Considérant que la capitalisation des intérêts a été demandée le 27 novembre 1987 ; qu'à cette date, il était dû au moins une année d'intérêts ; que, dès lors, conformément aux dispositions de l'article 1154 du code civil, il y a lieu de faire droit à cette demande ;
En ce qui concerne les conclusions en garantie présentées respectivement pour le BUREAU CENTRAL D'ETUDES POUR LES EQUIPEMENTS D'OUTRE-MER à l'encontre de la société S.P.I.E.-Batignolles et de la société S.P.I.E.-Batignolles à l'encontre du BUREAU CENTRAL D'ETUDES POUR LES EQUIPEMENTS D'OUTRE-MER :
Considérant que les conventions en date des 23 septembre 1968 et 22 mai 1969 par lequelles le BUREAU CENTRAL D'ETUDES POUR LES EQUIPEMENTS D'OUTRE-MER a été chargé de l'ensemble de la mission d'architecture et le marché en date du 18 avril 1969 par lequel la société S.P.I.E.-Batignolles a été chargée de l'entreprise générale ont le caractère de contrats administratifs ; que les correspondances entre les constructeurs dont le BUREAU CENTRAL D'ETUDES POUR LES EQUIPEMENTS D'OUTRE-MER fait état ne constituent pas des engagements contractuels entre constructeurs de nature à faire échec à la compétence du juge administratif pour fixer, au vu de l'ensemble des pièces du dossier, le partage des responsabilités entre constructeurs solidaires ; qu'il résulte de l'instruction que les désordres affectant les chambres froides sont dus à un choix de panneaux qui n'étaient pas aptes, par leur composition, à supporter les efforts auxquels ils devaient être soumis et dont le procédé d'assemblage pour les couvertures n'était pas techniquement éprouvé ; que si la société S.P.I.E.-Batignolles a proposé d'utiliser les matériels et les procédés susmentionnés, le bureau d'études les a acceptés sans mettre en euvre les contrôles et vérifications auxquels il était tenu ; que les désordres relatifs à l'étanchéité des murs extérieurs des locaux annexes trouvent leur origine dans un défaut de conception du procédé d'étanchéité retenu par le bureau d'études ainsi que dans le fait que la société S.P.I.E.-Batignolles n'a pas émis de réserves sur l'emploi de ce procédé ; qu'ainsi c'est par une exacte appréciation des circonstances de l'affaire que les premiers juges ont fixé à 70 % et à 30 % les parts de responsabilité respectives du BUREAU CENTRAL D'ETUDES POUR LES EQUIPEMENTS D'OUTRE-MER et de la société S.P.I.E.-Batignolles ;
Article 1er : La somme de 2 351 886,23 F (deux millions trois cent cinquante et un mille huit cent quatre-vingt six francs etvingt-trois centimes) que le paragraphe 1 de l'article 3, du jugementdu tribunal administratif de Saint-Pierre-et-Miquelon du 26 juillet 1984 a condamné le BUREAU CENTRAL D'ETUDES POUR LES EQUIPEMENTS D'OUTRE-MER et la société S.P.I.E.-Batignolles à verser au département de Saint-Pierre-et-Miquelon est ramenée à 1 771 630,38 F, avec intérêts au taux légal à compter du 17 mars 1980. Les intérêts échus le 27 novembre 1987 seront capitalisés à cette date pour produire eux-mêmes intérêts.

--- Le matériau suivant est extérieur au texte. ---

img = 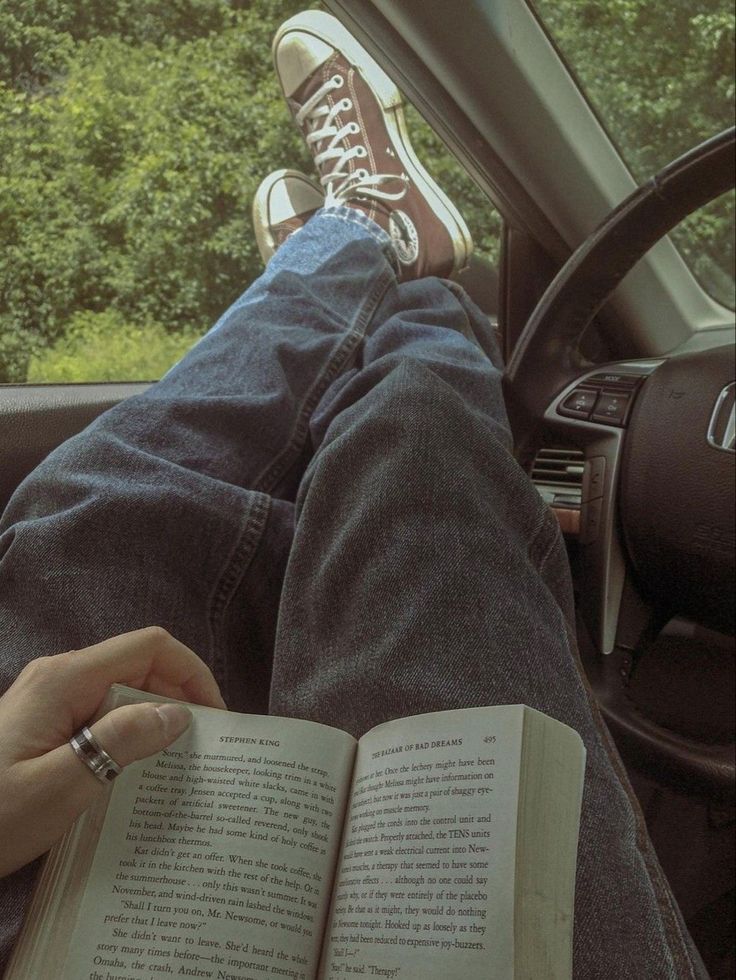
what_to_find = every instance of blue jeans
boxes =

Article 2 : Le jugement du tribunal administratif de Saint-Pierre-et-Miquelon du 26 juillet 1984 est réformé en ce qu'il ade contraire à la présente décision.

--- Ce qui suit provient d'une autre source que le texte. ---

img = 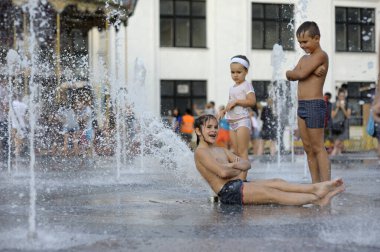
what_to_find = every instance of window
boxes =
[335,7,375,52]
[160,0,206,48]
[0,3,14,65]
[346,82,376,126]
[160,80,207,115]
[252,80,270,102]
[251,3,294,50]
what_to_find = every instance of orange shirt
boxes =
[181,114,194,134]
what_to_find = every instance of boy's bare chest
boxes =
[210,148,228,163]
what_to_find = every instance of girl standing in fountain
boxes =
[217,55,256,181]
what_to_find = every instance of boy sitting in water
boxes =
[193,114,344,206]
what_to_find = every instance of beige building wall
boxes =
[125,0,380,119]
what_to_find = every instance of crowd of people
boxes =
[167,83,357,160]
[0,79,125,162]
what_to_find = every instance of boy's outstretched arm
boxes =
[286,53,328,81]
[195,149,242,179]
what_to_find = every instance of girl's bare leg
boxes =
[236,127,250,160]
[236,127,250,181]
[229,130,238,155]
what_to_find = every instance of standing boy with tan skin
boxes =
[194,114,345,206]
[286,21,330,183]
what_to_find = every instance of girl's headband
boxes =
[230,57,249,69]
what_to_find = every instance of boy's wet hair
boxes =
[296,21,320,38]
[194,114,217,145]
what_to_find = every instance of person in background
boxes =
[373,39,380,157]
[171,107,182,134]
[194,101,216,116]
[215,105,230,149]
[76,90,95,158]
[11,93,28,157]
[204,101,216,115]
[330,89,352,156]
[260,98,277,156]
[324,92,333,152]
[180,108,195,147]
[249,106,263,156]
[372,71,380,122]
[58,92,80,156]
[0,79,9,160]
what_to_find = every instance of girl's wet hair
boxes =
[194,114,217,145]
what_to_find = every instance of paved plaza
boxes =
[0,153,379,252]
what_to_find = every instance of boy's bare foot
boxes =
[314,178,344,198]
[315,185,345,207]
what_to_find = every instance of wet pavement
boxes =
[0,153,379,252]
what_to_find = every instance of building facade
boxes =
[126,0,380,140]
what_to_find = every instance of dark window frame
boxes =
[251,3,295,50]
[335,7,375,52]
[160,0,206,48]
[252,80,271,102]
[160,80,207,116]
[345,81,376,126]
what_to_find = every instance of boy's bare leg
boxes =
[315,186,345,207]
[307,128,331,182]
[243,180,344,205]
[254,178,343,198]
[298,118,320,183]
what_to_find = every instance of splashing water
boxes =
[270,44,297,166]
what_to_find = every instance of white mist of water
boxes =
[270,44,298,166]
[23,0,40,239]
[6,50,21,174]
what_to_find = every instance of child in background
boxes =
[180,108,195,147]
[218,55,256,181]
[215,105,230,149]
[171,107,182,134]
[249,107,263,156]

Article 3 : La requête du BUREAU CENTRAL D'ETUDES POUR LES EQUIPEMENTS D'OUTRE-MER et le recours incident et provoqué de la société S.P.I.E.-Batignolles sont rejetés ainsi que le surplus du recours incident et provoqué du département de Saint-Pierre-et-Miquelon.
Article 4 : La présente décision sera notifiée au BUREAU CENTRALD'ETUDES POUR LES EQUIPEMENTS D'OUTRE-MER (B.C.E.E.O.M.), à la société S.P.I.E.-Batignolles, à l'archipel de Saint-Pierre-et-Miquelon et au ministre des départements et territoires d'outre-mer.